DLA+INT8 compiled engine doesn't produce meaningful results

sarperyurttas36 · December 13, 2024, 12:05pm

Hi Everyone,

Hardware: Jetson Orin NX 16 GB, Jetpack 5.1.1.
TensorRT version: 8.5.2

I’m trying to utilize DLA in my deepstream application so compiled a DLA enabled TensorRT engine trtexec. When I compile the engine with DLA+IN8, I get meaningless results whilst DLA+FP16 or GPU+INT8 combinations working perfectly. If it’s fixed in next versions of TensorRT, I would still need a solution for this specific version.

To compile the engines:

GPU+INT8

trtexec --onnx=/workspace/engine-dev/yolov6n_bd_1088x1920.onnx \
        --shapes=input:2x3x1088x1920 \
        --saveEngine=model_gn.engine \
        --exportProfile=model_gn.json \
        --fp16 \
        --int8 \
        --calib=/workspace/engine-dev/yolov6n_bd_1088x1920.cache \
        --useSpinWait \
        --separateProfileRun > model_gn.log

DLA+INT8

trtexec --onnx=/workspace/engine-dev/yolov6n_bd_1088x1920.onnx \
        --shapes=input:2x3x1088x1920 \
        --saveEngine=model_gn.engine \
        --exportProfile=model_gn.json \
        --fp16 \
        --int8 \
        --calib=/workspace/engine-dev/yolov6n_bd_1088x1920.cache \
        --useDLACore=0 \
        --allowGPUFallback \
        --useSpinWait \
        --separateProfileRun > model_gn.log

DLA+FP16

trtexec --onnx=/workspace/engine-dev/yolov6n_bd_1088x1920.onnx \
        --shapes=input:2x3x1088x1920 \
        --saveEngine=model_gn.engine \
        --exportProfile=model_gn.json \
        --fp16 \
        --useDLACore=0 \
        --allowGPUFallback \
        --useSpinWait \
        --separateProfileRun > model_gn.log

Results I get:

GPU+INT8

DLA+INT8

DLA+FP16

AastaLLL · December 16, 2024, 3:01am

Hi,

We want to reproduce this issue in our environment to check it further.
Could you share the model and the python script you print out the result with us?

Thanks.

sarperyurttas36 · December 16, 2024, 10:05am

Hi AastaLLL,
Thanks for your prompt response. I’ve sent you the files to reproduce this issue.

Best regards

AastaLLL · December 18, 2024, 8:26am

Hi,

Thanks, we will give it a try and let you know the following.
Thanks.

AastaLLL · December 20, 2024, 3:54am

Hi,

We want to test this issue with our latest software.
Are you able to generate the calibration cache with JetPack 6.1 & TensorRT 10.3 and share it with us?

Thanks.

sarperyurttas36 · December 20, 2024, 12:20pm

Hi, I currently don’t have any devices with that version. I need to flash it first. I will let you know when it’s ready.

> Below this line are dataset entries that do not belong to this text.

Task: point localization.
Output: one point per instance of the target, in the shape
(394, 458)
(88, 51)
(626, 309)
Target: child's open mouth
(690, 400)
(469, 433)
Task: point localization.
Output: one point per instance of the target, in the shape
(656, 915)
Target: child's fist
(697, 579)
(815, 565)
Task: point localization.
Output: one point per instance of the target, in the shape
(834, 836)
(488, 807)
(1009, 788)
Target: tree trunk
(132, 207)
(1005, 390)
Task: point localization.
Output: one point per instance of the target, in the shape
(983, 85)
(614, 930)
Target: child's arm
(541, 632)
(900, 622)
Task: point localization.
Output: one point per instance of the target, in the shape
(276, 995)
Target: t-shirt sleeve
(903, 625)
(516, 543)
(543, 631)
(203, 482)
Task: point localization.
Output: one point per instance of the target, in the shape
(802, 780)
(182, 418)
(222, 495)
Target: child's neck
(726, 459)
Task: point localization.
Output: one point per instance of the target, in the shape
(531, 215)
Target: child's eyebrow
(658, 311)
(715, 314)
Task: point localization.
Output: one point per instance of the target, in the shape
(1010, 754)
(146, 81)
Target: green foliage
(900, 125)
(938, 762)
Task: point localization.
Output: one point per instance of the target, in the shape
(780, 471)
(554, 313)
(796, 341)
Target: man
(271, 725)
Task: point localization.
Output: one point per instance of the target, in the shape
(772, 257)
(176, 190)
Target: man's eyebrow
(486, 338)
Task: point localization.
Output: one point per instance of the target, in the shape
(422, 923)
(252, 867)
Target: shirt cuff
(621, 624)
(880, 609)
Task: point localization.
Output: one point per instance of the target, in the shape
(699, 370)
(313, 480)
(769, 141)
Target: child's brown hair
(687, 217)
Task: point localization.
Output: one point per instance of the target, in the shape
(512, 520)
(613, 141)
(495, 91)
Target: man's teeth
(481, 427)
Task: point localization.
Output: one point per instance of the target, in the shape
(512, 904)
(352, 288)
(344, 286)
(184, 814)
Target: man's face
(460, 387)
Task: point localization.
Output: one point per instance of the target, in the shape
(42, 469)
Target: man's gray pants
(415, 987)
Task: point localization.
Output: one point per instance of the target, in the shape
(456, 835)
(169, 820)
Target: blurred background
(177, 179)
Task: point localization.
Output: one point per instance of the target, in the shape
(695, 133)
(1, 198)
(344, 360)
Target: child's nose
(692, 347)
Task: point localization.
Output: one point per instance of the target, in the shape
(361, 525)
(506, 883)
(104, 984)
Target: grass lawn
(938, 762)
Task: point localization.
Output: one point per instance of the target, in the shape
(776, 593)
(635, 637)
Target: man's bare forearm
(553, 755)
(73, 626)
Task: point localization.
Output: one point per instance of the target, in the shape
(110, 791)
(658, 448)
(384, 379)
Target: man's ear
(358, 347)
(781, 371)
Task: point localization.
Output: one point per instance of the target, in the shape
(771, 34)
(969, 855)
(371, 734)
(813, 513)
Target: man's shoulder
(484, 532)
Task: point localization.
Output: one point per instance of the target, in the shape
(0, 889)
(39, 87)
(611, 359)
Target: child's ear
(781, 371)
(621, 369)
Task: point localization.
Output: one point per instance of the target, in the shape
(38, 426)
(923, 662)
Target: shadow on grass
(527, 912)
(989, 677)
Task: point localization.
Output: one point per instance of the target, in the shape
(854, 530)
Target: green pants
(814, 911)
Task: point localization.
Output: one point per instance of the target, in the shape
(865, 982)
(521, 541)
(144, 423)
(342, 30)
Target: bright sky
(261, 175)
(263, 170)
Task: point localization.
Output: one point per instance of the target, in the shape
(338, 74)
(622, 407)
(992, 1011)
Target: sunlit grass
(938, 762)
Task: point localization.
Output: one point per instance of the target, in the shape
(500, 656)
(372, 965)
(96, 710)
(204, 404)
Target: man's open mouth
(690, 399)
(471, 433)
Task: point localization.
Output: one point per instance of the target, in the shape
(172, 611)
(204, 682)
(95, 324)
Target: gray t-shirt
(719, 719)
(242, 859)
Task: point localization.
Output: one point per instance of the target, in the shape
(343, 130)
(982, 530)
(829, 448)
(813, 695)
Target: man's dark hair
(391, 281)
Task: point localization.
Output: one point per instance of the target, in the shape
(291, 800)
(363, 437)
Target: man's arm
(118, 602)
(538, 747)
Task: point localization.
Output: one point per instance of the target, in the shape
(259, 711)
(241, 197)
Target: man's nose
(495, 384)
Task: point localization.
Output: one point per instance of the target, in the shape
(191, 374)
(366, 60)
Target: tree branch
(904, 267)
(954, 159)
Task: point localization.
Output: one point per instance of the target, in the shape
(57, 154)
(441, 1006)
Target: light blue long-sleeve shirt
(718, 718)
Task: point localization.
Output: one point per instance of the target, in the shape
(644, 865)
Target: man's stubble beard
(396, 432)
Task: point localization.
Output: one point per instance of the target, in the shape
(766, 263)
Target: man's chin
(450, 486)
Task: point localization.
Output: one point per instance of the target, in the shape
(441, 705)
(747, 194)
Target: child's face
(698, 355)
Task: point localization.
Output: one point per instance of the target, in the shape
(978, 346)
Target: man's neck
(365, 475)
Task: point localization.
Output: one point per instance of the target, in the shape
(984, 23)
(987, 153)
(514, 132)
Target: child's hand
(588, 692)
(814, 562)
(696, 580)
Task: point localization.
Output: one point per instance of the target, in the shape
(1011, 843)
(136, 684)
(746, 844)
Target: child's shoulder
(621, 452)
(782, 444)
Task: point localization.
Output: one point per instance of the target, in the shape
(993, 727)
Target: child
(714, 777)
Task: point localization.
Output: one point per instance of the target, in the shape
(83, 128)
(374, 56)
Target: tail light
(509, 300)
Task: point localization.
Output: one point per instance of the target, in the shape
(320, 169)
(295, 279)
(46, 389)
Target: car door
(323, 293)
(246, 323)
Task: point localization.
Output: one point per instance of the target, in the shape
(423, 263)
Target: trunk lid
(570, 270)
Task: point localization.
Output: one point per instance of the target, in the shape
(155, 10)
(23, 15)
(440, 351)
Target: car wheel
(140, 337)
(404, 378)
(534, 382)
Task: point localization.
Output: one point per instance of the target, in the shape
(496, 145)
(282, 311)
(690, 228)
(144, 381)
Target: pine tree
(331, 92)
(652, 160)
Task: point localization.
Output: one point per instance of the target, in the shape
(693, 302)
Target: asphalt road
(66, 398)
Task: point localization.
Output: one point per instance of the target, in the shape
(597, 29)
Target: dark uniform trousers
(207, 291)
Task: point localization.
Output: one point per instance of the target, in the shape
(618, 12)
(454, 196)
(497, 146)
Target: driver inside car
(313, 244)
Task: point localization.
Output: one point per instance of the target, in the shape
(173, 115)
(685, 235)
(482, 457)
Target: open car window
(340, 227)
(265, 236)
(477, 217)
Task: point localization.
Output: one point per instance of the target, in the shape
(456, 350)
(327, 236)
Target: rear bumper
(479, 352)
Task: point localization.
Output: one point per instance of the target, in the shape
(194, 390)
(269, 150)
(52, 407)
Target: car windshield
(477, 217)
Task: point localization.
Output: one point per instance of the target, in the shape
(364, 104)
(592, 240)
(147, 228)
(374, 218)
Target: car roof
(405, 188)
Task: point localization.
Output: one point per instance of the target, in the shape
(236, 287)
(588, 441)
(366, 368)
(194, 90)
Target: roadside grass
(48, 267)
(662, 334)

sarperyurttas36 · December 23, 2024, 12:59pm

Hi @AastaLLL,

Apparently, INT8 calibration is changed in TensorRT 10.3 so my scripts don’t work. I need to figure it out first.

This post has the same issue with me. They solved the issue by using a model optimizer however it doesn’t apply to my model (yolov6).

github.com/NVIDIA/TensorRT

INT8EntropyCalibrator2 implicit quantization superseded by explicit quantization

opened 11:56PM - 23 Aug 24 UTC

adaber

triaged

## Description Hi, I have been using the INT8 Entropy Calibrator 2 for INT…8 quantization in Python and it’s been working well (TensorRT 10.0.1). The example of how I use the INT8 Entropy Calibrator 2 can be found in the official TRT GitHub repo ([TensorRT/samples/python/efficientdet/build_engine.py at release/10.0 · NVIDIA/TensorRT · GitHub](https://github.com/NVIDIA/TensorRT/blob/release/10.0/samples/python/efficientdet/build_engine.py)) The warning I’ve been getting starting with TensorRT 10.1 is that the INT8 Entropy Calibrator 2 implicit quantization has been deprecated and superseded by explicit quantization. I’ve read the official document on the difference between the implicit and explicit quantization processes ([Developer Guide :: NVIDIA Deep Learning TensorRT Documentation](https://docs.nvidia.com/deeplearning/tensorrt/developer-guide/index.html#intro-quantization)) and they seem to work differently. The explicit quantization seems to expect a network to have QuantizeLayer and DequantizeLayer layers which my networks don’t. The implicit quantization can be used when those layers are not present in a network. Therefore, I am confused about how the implicit quantization can be superseded by the explicit quantization since they seem to work differently. So, my question is **what needs to be modified in the standard INT8 Calibrator 2 quantization method ([TensorRT/samples/python/efficientdet/build_engine.py at release/10.0 · NVIDIA/TensorRT · GitHub](https://github.com/NVIDIA/TensorRT/blob/release/10.0/samples/python/efficientdet/build_engine.py)) for the deprecation warning not to show up** ? Or **what is the proper way to implement the INT8 Calibrator 2 implicit quantization now that the current one is deprecated ?** Couldn’t find any example using a newer TensorRT version (10.1 and up) Thank you! ## Environment **TensorRT Version**: 10.1 **NVIDIA GPU**: 3090 **Operating System**: Windows 10 **Python Version**: 3.9.19

Is there documentation or guide to calibrate the models with the old way in TensorRT 10.3?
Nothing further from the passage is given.